1

I am using the requests module in python to check if an Instagram username is available.

Basically, I add the username in the URL, like so: https://instagram.com/user, with "user" being a variable. However, as soon as I test it out, the function status_code gives me HTTP error 429. I know that error 429 occurs after sending too many requests; but I have tried again with a 48 hour time difference, just to get the same error after one single request.

I have tried the same code with Twitter and it works perfectly fine (even with 20k+ requests in around 2 hours).

Also, using a VPN did not solve the problem.

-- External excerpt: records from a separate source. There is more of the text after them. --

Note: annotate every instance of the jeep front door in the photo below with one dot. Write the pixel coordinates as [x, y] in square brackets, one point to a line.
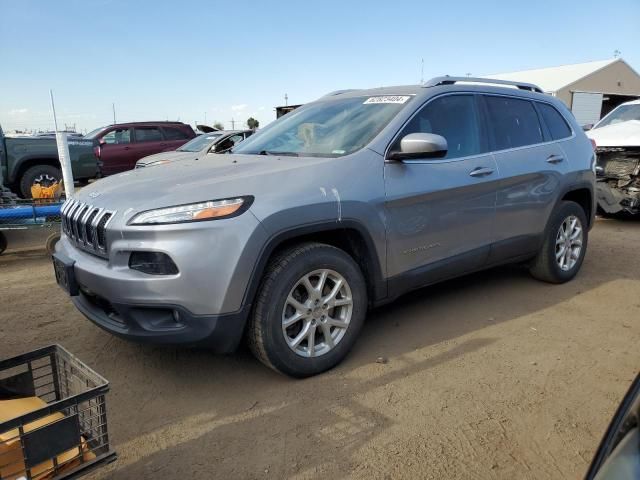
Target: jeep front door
[441, 212]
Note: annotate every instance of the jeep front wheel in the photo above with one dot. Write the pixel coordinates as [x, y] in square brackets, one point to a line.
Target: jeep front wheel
[309, 310]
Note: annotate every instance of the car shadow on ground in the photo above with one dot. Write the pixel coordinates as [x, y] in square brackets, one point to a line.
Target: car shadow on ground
[176, 412]
[235, 398]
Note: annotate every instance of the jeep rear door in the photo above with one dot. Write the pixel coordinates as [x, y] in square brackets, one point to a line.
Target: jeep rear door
[531, 165]
[441, 211]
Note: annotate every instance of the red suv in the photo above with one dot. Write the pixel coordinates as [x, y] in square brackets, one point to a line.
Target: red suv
[119, 147]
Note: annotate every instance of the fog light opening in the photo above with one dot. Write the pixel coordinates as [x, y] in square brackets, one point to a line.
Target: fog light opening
[152, 263]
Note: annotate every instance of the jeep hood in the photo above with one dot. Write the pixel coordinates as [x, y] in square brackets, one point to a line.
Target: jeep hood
[166, 157]
[217, 177]
[625, 134]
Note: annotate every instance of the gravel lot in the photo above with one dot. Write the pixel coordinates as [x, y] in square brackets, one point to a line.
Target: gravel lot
[493, 375]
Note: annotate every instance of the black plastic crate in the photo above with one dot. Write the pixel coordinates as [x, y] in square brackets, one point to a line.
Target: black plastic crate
[67, 434]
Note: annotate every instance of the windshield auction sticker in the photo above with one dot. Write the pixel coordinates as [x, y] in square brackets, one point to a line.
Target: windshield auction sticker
[387, 99]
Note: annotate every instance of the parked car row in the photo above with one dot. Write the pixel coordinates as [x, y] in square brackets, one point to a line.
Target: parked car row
[29, 161]
[214, 142]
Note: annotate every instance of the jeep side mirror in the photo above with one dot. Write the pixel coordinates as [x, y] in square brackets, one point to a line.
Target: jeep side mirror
[420, 145]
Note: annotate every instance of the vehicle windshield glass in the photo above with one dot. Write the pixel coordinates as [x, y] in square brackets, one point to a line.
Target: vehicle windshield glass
[327, 129]
[199, 143]
[93, 133]
[623, 113]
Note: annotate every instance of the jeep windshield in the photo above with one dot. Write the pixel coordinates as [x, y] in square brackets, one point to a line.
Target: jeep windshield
[624, 113]
[326, 129]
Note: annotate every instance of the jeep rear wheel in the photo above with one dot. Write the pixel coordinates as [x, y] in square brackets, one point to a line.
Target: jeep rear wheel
[43, 175]
[564, 247]
[309, 310]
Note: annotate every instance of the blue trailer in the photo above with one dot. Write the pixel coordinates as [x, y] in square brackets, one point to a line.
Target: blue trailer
[23, 215]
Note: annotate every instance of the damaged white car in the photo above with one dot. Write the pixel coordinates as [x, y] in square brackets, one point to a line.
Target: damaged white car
[617, 142]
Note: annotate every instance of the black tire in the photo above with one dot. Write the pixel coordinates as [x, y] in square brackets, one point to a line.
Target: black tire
[37, 174]
[545, 267]
[265, 335]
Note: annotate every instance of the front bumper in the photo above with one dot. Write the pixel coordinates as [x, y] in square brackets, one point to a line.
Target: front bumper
[164, 324]
[615, 200]
[203, 304]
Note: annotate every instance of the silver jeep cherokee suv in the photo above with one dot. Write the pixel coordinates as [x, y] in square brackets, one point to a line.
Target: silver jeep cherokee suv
[339, 206]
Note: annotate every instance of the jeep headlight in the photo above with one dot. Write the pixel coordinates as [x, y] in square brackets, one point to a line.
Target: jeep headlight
[193, 212]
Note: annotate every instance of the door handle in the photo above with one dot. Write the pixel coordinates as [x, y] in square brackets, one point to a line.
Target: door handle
[481, 172]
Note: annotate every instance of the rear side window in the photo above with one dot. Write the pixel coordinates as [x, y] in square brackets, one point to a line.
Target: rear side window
[512, 122]
[174, 134]
[454, 117]
[118, 136]
[556, 124]
[148, 134]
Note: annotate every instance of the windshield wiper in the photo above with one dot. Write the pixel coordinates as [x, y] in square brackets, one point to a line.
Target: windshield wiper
[288, 154]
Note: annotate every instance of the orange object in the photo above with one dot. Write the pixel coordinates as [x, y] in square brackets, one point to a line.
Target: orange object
[40, 192]
[12, 465]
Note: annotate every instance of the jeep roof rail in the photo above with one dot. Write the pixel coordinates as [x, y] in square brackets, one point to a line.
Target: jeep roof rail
[339, 92]
[447, 80]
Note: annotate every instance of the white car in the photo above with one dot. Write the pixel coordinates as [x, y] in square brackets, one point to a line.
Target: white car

Could anyone suggest any help? It would be very much appreciated.

Here is the code:

import requests
cnt=0 #counts words

#MAKES WORD LIST
f=open(r'C:\Users\hugop\OneDrive\python\sm_name_checker\dicos\dico_francais_clean.txt',"r")#french dictionnary
content_raw = f.read()
content = list(content_raw.split("\n"))
f.close()
#WRITES AVAILABLE NAMES
g=open(r'C:\Users\hugop\OneDrive\python\sm_name_checker\available_names.txt',"w")#available names will be written into this text doc


for word in content:
    cnt += 1
    f = requests.get("https://instagram.com/{}".format(word))
    print (cnt, word, f.status_code)
    if f.status_code != 200: #200 means the page exists and has been accessed
        g.write("{} {} {}\n".format(cnt, word, f.status_code))
input()
  • Have you tried with a single request? Your IP address might be banned, which most VPN connections also are. – Cow Aug 05 '21 at 13:21
  • @user56700 Yes, I did try a single request but I still had the same error. However, creating a user-agent as neatconda advised fixed the error. Thanks for helping out. – pneumocystosis Aug 05 '21 at 22:30

1 Answers1

0

Instagram doesn't like it when you visit their website without being registered with an account. When you exceed their quota they will shadowban you based on a combination of your IP/deviceID/other factors/... and force you to create an account. This ban can last a couple of days.

You could try to avoid this by setting a user-agent.

headers = {
        'user-agent': 'Mozilla/5.0 (Macintosh; Intel Mac OS X 10_11_6) AppleWebKit/537.36 (KHTML, like Gecko) Chrome/56.0.2924.87 Safari/537.36',
    }

r = requests.get('https://instagram.com/{}'.format(word), headers=headers)

Potentially, you could further improve this by adding random time delays and making use of proxies.

The easiest solution however is to create an Instagram account and use this pip package: https://github.com/arc298/instagram-scraper

neatconda
  • 76
  • 1
  • 2